I have been involved in the IEEE 754 committee on and off, so I will say that exceptions in the current standard are purposely sort of ambiguous in order to allow parallel and hardware implementations to also be standards-compliant (rather than just serial CPUs), and the exception-handling discussion has already been raised again for 754-2029. Exceptions as defined in the standard are the general form of error handling for IEEE 754.
Signaling NaNs (sNaN) are the only form of "signaling" that I am aware of, and sNaNs are just set up to trigger an "invalid operation" exception. I believe the idea is that an operation raises an sNaN when it creates a NaN, and a subsequent operation can catch it and issue the exception so you can figure out exactly where the calculation went wrong. If you ignore that exception, the sNaN becomes a quiet NaN (qNaN) and propagates.

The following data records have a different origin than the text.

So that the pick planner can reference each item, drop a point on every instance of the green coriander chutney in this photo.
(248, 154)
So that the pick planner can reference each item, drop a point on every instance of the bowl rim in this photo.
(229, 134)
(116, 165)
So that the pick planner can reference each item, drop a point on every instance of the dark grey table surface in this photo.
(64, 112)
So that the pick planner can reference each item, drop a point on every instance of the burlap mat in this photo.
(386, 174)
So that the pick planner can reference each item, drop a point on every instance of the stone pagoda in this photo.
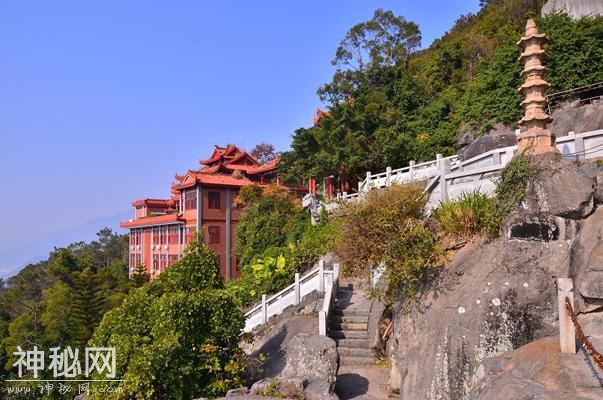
(534, 137)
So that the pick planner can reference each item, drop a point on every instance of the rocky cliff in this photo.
(494, 299)
(574, 8)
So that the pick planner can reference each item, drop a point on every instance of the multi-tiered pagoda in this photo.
(534, 137)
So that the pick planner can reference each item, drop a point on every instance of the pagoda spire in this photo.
(534, 137)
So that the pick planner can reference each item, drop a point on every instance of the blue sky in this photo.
(101, 102)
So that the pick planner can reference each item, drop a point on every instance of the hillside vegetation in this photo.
(390, 103)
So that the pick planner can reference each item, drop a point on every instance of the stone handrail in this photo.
(331, 287)
(449, 177)
(291, 295)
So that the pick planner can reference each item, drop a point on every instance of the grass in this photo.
(471, 214)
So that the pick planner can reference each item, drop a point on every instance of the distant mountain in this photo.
(13, 259)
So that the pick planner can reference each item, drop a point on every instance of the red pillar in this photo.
(330, 189)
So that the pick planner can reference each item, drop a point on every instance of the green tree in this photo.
(270, 217)
(177, 338)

The idea of traps have been written out of the standard in favor of exceptions. Traps had a defined behavior, which is what you would expect as an "exception" in most programming languages. A sibling comment indicated how to enable the FP exceptions as CPU interrupts, which become OS traps, and then become exceptions in Python/Java/C++ (any language with exceptions). Totally not confusing terminology at all.
I don't know off the top of my head of any architecture that treats all the exceptions in this way by default. One of the other exceptions is "inexact" which comes up on many calculations. I don't think you would want that to generally cause a CPU interrupt. Most implementations dump the exceptions as flags into a status register and let you see what happened if you care.